Wednesday, August 20, 2008
SINNED

Ok. This is not what it seems in the picture but there's a link. Well, almost three times a day I commit the sin shown above, so that's the norm. The sin I just committed is one of GREED. Remember Sin Junction?!?! Eastpoint is 1 too! This sin I shan't explain will cause my downfall if I am unable to resist it. Who else could led me to sin, choon tee. Of all things to do, she shot my weakness to cheapness and thus my defences fell. Submitted myself to the temptation of the devil, I committed the sin. And hopefully, the little angel in my heart is able to maintain that speck of purity until the major event is over. Resisting the urge to open the door and submerge myself into darkness.
I love my class, in such a way that we are united to a certain extent, especially in ponning lessons and school.

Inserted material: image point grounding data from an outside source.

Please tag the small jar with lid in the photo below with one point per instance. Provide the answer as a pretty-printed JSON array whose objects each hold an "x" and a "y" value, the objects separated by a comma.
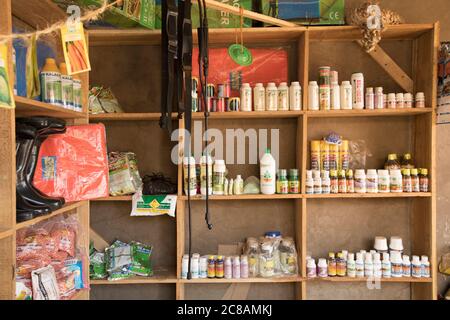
[{"x": 420, "y": 100}]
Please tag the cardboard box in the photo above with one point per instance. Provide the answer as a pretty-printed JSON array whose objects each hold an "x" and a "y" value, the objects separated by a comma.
[
  {"x": 310, "y": 12},
  {"x": 133, "y": 13}
]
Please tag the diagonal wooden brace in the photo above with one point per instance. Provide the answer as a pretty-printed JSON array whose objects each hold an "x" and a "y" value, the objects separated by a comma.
[{"x": 392, "y": 68}]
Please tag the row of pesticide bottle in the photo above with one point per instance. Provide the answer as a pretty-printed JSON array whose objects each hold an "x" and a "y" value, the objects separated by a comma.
[
  {"x": 59, "y": 88},
  {"x": 375, "y": 181},
  {"x": 328, "y": 95},
  {"x": 376, "y": 263}
]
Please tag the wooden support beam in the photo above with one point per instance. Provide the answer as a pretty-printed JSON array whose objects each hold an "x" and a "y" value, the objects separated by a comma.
[{"x": 392, "y": 68}]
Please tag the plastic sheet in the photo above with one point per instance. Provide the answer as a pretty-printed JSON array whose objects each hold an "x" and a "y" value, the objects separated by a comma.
[{"x": 74, "y": 165}]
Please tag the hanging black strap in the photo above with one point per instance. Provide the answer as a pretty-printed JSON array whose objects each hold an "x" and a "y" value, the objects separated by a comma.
[{"x": 169, "y": 47}]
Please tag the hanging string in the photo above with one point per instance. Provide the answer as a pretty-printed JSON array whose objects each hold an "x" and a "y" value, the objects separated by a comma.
[{"x": 89, "y": 16}]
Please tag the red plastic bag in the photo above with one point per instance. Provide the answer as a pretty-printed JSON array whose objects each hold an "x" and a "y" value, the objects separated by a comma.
[{"x": 74, "y": 165}]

Can this conclude that no one in our class belongs to the JC-LIFE people?! It's hard to believe but results have shown that in a way, maybe, we really aren't suppose to be there. What a time for me to say this when the BIG A is so near. Just a thought, not that I'm giving up. The point is, not only the pupil, but also the TEACHER!!! Our CT, has given us the leeway to apply for leave! Even when we know the difficulties and situations we give her, most of us still tried their luck and submit their applications. The kind and motherly nature of hers has thus overtook her own selfishness and mind to let us off for the week. She has thus earned MORE respect and honour from the few appreciative pupils. All these words are truly from the bottom of my heart and I think she's much better than the last.

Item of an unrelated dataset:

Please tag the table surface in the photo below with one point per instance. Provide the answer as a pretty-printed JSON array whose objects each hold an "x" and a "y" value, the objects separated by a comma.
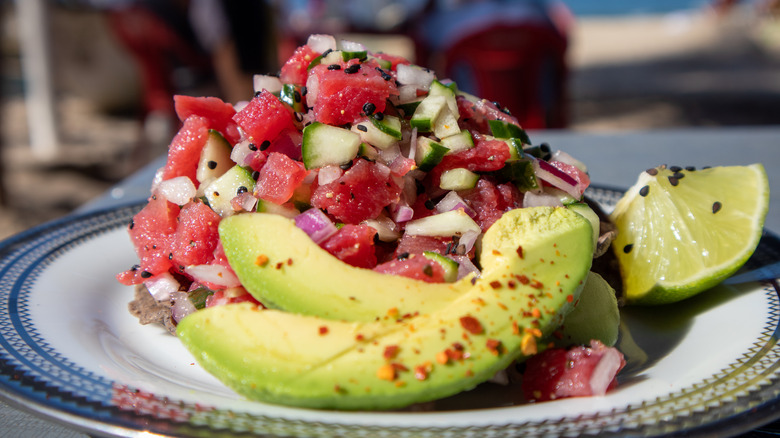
[{"x": 613, "y": 159}]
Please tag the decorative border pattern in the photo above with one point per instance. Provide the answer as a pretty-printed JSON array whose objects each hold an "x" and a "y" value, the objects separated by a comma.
[{"x": 33, "y": 371}]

Speaking from a third person's point of view in light of some matters, has allowed me to reflect upon my words and actions. Sometimes people say the third party's words is the truth as parties involved in the problem can't really see the BIG PICTURE. But then again, the third party must also have the experience and knowledge to truly, speak the truth. With the meagre and non-existent experience I have, I guiltily take back my words for what I said does not reflect what I think, but more of what I blatantly came up with. Always trying to give the perfect answer isn't really perfect after all, to either parties. Words of 'wisdom' sometimes hides underneath, deception and ignorance. Having learnt my mistake, I shall always remind myself to think before I speak. And thus, I hope the someone who might know very well, will thus let this pass and do not take my words into concern.
Sometimes, bitchiness is a form of truthfulness. Putting relationship asides, you and I are just 2 different people.